Vu les faits suivants:
A. A.________, né le 20 novembre 1977, ressortissant de la république centrafricaine, est titulaire d'un permis de conduire pour les catégories A2, B, D2, E, F et G depuis le 27 novembre 1998. Il a fait l'objet d'une mesure de retrait du permis d'une durée d'un mois, pour excès de vitesse, inattention lors d'un changement de voie, selon décision du 3 septembre 2001, dont l'exécution a pris fin le 6 février 2002.
B. Le vendredi 12 juillet 2002, vers 17h55, de jour, sur l'autoroute A1, s'est produit un accident que la gendarmerie vaudoise décrit ainsi dans son rapport du 17 juillet 2002 :
"M. C.________, Mlle D.________ et M. A.________ circulaient dans cet ordre, sur la voie centrale d'un tronçon à trois voies, en direction de Morges. A la suite d'un ralentissement général du trafic, dû à sa forte densité et au rétrécissement de la chaussée, où le nombre des voies passe de trois à deux, M. C.________ et Mlle D.________ freinèrent normalement. M. A.________, qui suivait à une distance insuffisante, 5 m selon lui, freina également fortement, mais ne put éviter de percuter l'arrière de la Mitsubishi D.________, qui fut poussée contre celui de la Honda C.________."
Les différentes dépositions recueillies par les gendarmes confirment ce compte rendu sans apporter aucun élément supplémentaire. Il ressort par ailleurs du rapport qu'à l'endroit de l'accident la chaussée est rectiligne, avec une déclivité de 1 % vers Ecublens, que la visibilité est étendue, et que la vitesse est limitée à 100 km/h. Il faisait beau et la route était sèche.

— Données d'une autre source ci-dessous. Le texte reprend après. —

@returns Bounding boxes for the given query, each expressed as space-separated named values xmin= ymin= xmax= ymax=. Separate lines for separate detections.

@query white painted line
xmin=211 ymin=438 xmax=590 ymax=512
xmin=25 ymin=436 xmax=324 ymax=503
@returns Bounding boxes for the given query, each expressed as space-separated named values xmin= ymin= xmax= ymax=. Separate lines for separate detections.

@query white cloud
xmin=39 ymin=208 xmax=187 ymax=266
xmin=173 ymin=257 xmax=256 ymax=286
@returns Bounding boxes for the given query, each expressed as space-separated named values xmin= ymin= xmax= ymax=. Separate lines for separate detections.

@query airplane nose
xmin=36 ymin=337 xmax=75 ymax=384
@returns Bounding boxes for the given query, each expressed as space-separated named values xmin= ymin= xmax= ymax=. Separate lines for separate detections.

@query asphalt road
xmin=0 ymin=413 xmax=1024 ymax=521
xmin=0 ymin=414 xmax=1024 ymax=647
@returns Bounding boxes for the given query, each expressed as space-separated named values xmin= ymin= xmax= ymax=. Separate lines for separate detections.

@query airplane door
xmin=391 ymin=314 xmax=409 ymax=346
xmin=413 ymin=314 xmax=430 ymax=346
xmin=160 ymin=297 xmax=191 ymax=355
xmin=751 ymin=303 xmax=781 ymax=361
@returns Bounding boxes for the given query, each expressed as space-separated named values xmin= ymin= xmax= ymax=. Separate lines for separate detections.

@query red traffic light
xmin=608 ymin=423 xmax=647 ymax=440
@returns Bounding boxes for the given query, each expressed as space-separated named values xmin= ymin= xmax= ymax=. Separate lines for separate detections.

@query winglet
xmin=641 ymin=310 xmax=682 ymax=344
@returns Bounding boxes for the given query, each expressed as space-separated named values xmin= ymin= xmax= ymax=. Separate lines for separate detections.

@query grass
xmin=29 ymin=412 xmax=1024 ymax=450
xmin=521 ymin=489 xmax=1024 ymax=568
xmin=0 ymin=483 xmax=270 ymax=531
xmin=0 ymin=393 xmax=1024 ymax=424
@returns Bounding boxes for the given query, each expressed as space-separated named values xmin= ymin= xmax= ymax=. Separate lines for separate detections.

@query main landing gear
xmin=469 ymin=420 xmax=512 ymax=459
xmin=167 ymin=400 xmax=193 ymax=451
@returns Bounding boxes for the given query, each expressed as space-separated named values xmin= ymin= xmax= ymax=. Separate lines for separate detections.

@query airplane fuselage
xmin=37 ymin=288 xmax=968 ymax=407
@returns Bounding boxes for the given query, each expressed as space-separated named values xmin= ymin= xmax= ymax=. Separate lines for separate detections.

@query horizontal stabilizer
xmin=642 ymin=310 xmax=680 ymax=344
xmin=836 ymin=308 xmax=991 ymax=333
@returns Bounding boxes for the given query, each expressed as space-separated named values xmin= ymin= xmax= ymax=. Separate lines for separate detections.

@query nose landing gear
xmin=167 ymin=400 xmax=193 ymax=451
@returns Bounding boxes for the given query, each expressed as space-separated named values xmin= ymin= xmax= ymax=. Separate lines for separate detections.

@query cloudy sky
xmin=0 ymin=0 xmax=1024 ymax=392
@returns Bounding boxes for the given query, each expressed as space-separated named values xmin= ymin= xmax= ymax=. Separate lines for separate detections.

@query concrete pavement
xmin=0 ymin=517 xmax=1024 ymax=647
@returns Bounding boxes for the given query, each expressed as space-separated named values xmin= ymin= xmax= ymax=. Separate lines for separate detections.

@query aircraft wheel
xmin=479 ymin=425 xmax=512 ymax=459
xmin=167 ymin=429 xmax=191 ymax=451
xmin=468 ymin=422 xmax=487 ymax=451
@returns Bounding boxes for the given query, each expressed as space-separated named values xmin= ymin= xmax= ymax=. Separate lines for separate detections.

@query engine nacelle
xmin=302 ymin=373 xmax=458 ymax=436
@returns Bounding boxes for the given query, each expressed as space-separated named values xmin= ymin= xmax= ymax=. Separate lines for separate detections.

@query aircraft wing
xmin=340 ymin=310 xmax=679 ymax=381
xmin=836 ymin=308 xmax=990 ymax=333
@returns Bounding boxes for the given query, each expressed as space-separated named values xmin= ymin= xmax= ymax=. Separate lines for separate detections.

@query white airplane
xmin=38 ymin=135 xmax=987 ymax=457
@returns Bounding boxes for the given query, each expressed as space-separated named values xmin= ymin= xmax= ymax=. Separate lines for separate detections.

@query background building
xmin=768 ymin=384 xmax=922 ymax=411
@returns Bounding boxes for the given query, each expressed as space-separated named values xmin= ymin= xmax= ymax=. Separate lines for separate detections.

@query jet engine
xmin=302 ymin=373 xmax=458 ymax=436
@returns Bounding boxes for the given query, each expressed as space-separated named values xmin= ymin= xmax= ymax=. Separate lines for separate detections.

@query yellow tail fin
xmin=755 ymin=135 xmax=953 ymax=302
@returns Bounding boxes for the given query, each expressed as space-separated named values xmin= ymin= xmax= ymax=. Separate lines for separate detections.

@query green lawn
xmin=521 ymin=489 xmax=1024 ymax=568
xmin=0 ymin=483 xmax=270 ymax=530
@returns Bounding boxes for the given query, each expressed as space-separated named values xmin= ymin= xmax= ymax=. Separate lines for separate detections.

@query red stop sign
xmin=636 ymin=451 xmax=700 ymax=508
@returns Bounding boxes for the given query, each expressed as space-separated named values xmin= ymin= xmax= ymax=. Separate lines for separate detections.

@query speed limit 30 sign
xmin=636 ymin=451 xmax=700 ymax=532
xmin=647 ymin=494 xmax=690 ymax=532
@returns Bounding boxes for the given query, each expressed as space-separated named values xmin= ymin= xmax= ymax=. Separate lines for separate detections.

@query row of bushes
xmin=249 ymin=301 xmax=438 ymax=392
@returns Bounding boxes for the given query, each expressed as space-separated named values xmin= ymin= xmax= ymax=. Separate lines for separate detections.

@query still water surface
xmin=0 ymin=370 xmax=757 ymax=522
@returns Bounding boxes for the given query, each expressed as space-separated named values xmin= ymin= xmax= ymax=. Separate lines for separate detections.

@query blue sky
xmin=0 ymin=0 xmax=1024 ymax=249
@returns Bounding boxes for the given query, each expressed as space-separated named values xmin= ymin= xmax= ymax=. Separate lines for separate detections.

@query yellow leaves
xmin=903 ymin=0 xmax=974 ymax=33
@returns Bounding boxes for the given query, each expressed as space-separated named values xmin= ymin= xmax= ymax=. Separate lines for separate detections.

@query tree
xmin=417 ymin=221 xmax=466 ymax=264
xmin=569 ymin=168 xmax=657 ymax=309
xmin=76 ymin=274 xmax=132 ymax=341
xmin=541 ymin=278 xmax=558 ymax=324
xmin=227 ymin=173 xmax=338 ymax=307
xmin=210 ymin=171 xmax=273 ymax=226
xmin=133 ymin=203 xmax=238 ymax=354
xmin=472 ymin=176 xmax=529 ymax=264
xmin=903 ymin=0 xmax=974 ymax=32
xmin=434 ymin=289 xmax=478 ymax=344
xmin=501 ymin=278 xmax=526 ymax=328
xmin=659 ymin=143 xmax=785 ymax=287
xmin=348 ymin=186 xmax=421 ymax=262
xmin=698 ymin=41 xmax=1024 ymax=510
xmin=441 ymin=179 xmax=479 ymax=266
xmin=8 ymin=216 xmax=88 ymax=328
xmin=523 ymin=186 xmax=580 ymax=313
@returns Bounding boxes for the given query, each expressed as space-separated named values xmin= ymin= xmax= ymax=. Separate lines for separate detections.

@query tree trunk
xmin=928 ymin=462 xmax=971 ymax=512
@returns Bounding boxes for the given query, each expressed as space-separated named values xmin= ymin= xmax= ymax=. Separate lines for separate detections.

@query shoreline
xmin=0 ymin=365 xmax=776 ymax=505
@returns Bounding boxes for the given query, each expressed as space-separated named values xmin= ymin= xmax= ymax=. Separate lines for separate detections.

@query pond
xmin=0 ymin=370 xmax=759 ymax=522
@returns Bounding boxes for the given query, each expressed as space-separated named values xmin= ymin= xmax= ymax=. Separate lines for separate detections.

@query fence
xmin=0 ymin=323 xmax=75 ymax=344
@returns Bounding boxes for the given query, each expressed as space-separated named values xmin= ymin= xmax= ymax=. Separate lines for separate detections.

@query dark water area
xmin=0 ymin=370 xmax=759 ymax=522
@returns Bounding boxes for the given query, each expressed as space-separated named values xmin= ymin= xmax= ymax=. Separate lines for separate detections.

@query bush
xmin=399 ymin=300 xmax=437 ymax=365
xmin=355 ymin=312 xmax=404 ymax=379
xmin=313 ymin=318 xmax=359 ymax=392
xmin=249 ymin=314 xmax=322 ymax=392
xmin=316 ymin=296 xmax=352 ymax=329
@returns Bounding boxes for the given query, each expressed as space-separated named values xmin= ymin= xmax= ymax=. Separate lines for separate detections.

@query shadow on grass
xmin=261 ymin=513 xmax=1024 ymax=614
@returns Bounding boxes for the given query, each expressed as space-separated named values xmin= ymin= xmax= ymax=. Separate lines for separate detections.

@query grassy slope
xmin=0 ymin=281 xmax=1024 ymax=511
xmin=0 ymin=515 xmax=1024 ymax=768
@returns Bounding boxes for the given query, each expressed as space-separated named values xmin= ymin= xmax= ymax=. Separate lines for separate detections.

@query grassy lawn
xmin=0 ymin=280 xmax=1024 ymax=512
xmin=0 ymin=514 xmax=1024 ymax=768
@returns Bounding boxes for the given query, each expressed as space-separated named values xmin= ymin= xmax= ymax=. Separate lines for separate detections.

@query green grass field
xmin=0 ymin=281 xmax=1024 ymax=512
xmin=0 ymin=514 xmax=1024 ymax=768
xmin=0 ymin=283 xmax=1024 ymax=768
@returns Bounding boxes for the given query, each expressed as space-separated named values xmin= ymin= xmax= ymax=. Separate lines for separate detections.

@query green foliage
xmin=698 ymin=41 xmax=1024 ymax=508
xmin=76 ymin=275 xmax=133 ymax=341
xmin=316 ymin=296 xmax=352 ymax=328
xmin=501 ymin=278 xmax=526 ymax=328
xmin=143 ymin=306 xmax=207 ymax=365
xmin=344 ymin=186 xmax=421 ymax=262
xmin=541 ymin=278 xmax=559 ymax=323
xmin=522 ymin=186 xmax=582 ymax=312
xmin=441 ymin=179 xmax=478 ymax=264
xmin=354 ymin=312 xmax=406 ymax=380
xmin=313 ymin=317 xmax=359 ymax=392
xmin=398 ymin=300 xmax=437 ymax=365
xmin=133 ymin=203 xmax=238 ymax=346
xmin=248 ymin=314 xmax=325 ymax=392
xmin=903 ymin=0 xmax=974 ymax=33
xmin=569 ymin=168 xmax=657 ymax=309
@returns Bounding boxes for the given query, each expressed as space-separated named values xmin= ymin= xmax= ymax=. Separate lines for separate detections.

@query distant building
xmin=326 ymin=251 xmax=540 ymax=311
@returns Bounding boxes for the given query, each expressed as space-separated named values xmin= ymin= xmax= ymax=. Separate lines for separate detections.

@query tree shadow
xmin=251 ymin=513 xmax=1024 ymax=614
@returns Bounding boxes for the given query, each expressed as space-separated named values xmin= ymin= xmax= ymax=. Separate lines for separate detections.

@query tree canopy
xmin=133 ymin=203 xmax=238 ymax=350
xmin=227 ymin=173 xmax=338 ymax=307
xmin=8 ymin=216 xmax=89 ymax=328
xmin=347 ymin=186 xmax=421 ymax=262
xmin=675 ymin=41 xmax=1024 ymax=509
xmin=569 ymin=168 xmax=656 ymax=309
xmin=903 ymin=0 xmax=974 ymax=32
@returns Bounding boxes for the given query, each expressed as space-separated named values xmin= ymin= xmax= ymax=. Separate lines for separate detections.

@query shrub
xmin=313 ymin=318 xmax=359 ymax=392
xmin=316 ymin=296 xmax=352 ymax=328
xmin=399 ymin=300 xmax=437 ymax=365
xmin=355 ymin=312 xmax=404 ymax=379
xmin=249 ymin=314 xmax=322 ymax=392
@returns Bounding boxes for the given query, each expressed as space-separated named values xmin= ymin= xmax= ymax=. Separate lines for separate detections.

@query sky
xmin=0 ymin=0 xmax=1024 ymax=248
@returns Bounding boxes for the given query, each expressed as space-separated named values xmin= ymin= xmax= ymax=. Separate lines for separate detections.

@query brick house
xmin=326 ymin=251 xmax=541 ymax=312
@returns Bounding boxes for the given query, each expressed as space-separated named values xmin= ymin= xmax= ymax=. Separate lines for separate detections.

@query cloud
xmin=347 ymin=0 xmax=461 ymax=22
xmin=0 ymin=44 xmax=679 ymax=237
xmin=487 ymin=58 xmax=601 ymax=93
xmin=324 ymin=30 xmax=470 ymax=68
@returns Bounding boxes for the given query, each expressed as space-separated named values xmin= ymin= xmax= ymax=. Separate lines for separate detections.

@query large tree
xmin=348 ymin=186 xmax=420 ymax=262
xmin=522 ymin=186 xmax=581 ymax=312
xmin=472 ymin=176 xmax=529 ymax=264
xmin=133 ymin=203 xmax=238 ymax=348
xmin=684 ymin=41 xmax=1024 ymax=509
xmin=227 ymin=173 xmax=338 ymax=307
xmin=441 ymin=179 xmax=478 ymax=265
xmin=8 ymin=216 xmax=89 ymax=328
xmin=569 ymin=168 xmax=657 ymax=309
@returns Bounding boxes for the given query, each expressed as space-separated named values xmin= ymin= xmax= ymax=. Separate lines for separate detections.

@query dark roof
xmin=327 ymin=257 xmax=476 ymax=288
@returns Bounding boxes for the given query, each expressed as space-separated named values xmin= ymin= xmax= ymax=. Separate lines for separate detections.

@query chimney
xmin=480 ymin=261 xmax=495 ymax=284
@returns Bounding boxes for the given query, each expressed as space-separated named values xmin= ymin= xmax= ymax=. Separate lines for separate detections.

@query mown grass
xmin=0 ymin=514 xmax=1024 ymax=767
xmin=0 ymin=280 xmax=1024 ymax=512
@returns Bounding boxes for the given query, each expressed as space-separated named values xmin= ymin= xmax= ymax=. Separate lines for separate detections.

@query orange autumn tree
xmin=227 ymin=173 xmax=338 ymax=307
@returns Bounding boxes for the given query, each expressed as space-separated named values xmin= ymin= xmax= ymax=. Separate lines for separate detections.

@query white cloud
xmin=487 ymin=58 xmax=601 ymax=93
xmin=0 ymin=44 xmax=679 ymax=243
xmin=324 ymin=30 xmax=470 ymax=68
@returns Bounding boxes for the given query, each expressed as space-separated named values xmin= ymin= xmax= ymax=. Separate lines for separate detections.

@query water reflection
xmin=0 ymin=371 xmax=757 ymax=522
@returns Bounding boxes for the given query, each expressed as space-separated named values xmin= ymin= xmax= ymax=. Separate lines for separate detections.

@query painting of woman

C. Par courrier du 12 août 2002, le Service des automobiles a informé A.________ qu'il se réservait de prononcer à son encontre une mesure de retrait du permis d'une durée de sept mois, avec obligation de participer à un cours d'éducation routière.
A.________ s'est déterminé le 19 août 2002 en faisant valoir que la durée envisagée de sept mois lui paraissait excessive. Il explique être étudiant à E.________ de Y.________ et avoir besoin de son permis pour se déplacer tous les jours de X.________ à Y.________. Il se déclare disposé à suivre le cours d'éducation routière et demande la réduction de la mesure de retrait à une durée de deux mois.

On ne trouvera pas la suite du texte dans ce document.